Romance "Árvore de Fumaça", de Denis Johnson, desponta como um dos clássicos sobre a Guerra do Vietnã

MICHIKO KAKUTANI

Árvore de Fumaça", o novo e ambicioso romance de Denis Johnson, parece uma variação alucinógena e distorcida de clássicos alucinógenos e distorcidos sobre o Vietnã como "Apocalypse Now", de Francis Ford Coppola, "Despachos do Front", de Michael Herr, "Dog Soldiers", de Robert Stone, e "Meditations in Green", de Stephen Wright.
O personagem central é um homem que se vê como a combinação entre o americano tranqüilo e o americano feio, e um segundo personagem se assemelha a uma versão atualizada do Kurz de "O Coração das Trevas" [de Joseph Conrad]. O espantoso é que ele consegue tomar esses elementos derivativos e fazer deles algo de altamente original e poderoso. Ainda que "Árvore de Fumaça" seja prejudicado por uma trama errática e irregular, o livro é uma história forte sobre a experiência norte-americana no Vietnã, com ecos perturbadores quanto à atual experiência norte-americana no Iraque.

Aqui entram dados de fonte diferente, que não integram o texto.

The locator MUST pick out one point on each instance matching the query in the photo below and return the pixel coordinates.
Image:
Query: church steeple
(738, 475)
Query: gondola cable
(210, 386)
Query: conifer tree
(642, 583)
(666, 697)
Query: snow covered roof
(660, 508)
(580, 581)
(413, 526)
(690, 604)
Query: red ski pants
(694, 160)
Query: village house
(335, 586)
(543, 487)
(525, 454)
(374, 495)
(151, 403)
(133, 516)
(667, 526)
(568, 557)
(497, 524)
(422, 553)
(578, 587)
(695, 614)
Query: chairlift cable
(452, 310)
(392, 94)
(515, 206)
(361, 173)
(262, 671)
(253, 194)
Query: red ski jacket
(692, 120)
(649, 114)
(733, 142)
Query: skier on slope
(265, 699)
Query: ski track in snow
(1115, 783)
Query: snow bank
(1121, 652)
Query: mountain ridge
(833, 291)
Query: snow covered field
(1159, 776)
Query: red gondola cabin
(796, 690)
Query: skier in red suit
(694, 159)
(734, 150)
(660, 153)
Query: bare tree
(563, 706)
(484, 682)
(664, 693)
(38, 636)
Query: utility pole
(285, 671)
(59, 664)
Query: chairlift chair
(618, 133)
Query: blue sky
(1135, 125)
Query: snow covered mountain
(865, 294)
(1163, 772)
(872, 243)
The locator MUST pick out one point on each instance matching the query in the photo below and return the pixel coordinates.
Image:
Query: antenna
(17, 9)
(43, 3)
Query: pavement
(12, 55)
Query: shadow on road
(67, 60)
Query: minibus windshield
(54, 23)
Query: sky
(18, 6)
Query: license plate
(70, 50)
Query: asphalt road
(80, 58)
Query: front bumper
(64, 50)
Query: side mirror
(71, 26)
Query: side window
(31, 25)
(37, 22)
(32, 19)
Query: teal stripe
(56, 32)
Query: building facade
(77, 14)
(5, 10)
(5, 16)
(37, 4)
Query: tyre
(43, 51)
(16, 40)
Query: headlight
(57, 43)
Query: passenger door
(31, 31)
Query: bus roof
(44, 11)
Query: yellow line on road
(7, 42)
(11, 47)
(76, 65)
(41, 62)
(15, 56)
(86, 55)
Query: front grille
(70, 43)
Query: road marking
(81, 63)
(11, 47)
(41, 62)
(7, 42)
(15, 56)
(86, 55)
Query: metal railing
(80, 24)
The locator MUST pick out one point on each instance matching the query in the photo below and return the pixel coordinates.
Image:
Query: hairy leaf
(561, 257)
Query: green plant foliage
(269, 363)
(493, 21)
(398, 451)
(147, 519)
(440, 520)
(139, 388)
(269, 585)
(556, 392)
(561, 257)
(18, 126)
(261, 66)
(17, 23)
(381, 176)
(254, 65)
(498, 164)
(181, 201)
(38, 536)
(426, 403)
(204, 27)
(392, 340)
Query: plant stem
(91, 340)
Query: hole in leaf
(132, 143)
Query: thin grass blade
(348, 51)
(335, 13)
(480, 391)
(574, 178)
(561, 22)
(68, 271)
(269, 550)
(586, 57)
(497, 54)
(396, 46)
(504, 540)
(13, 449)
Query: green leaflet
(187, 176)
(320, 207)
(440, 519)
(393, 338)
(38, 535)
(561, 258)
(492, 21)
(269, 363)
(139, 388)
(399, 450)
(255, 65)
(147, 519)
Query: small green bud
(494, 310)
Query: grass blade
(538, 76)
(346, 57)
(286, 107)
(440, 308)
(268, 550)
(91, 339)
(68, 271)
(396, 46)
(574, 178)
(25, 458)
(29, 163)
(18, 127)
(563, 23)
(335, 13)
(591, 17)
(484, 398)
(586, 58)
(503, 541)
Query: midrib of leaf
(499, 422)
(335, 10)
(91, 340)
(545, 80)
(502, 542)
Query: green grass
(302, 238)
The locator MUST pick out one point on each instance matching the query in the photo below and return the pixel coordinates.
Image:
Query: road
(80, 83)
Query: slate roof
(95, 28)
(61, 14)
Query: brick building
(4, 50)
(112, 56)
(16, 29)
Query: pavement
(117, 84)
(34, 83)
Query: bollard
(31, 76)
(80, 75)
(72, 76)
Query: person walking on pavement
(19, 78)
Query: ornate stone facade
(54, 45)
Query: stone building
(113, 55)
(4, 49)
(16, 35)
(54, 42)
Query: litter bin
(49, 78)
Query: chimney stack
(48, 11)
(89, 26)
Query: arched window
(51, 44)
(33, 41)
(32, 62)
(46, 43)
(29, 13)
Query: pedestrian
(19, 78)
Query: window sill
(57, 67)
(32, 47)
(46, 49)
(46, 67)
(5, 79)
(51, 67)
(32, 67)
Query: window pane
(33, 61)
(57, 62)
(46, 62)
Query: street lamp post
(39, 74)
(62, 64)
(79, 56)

É uma história sobre serviços de informação ineficientes e mancadas militares e sobre pessoas que perderam o rumo.
Essa é a preocupação central na carreira de Johnson. Quer a narrativa tenha como cenário os EUA do futuro ("Fiskadoro"), a Nicarágua dos anos 80 ("The Stars at Noon") ou, no caso de seu trabalho mais recente, o Vietnã dos anos 60, o escritor promove de maneira coerente uma visão dos EUA como país sob o domínio de sonhos deslocados e ilusões escancaradas, determinado a exportar sua loucura ao mundo.

Espectro alarmante
O elenco de personagens também é semelhante de livro a livro: um espectro alarmante de lunáticos, vagabundos e nômades, perdidos, danados e despossuídos, todos ansiando por salvação ou liberdade. Em "Árvore de Fumaça", Skip Sands inicialmente parece ser um herói diferente do que nos acostumamos a ver no trabalho de Johnson.
Ele é jovem, ingênuo e está ansioso para provar sua competência como agente da Agência Central de Inteligência (CIA). Está convencido de que os EUA derrotarão os comunistas no Vietnã e quer estar presente na vitória. E espera emular seu tio, o aventureiro coronel Francis Sands, que pilotou para a Força Aérea chinesa e escapou dos japoneses na Segunda Guerra Mundial, construindo uma vida lendária.
Acima de tudo, acredita na bondade e na promessa dos EUA com inocência e ardor juvenis. Mas sua inocência termina maculada quando testemunha o assassinato brutal pela CIA de um sacerdote (falsamente acusado de contrabando de armas), nas Filipinas, e quando se vê perdido no Vietnã em meio à selva de espelhos criada por seus colegas espiões.
Ele se vê cada vez menos capaz de distinguir entre os bons e os maus sujeitos, os honestos e os dúplices, os idealistas e os mercenários. Quanto ao mentor de Skip, o coronel, ele também perde o rumo -ou, melhor, passa a acreditar que seus superiores perderam o rumo. Aliás, Skip e o coronel descobrem que não podem confiar em ninguém, especialmente não nos seus supostos camaradas de armas.

Vida melhor
E há Hao, um funcionário do governo vietnamita que sonha com uma vida melhor em Cingapura ou nos EUA e usa sua amizade de infância com um membro do vietcongue para tentar promover seus interesses junto aos americanos. Johnson consegue não só conjurar a aura anômala e alucinógena da Guerra do Vietnã com autoridade semelhante à de Wright ou Coppola como demonstra suas conseqüências para os personagens com precisão emocional assombrosa.
Ele escreveu um romance imperfeito, mas profundo, que certamente se tornará um dos clássicos da literatura relacionada àquela guerra trágica e fantasmagoricamente familiar.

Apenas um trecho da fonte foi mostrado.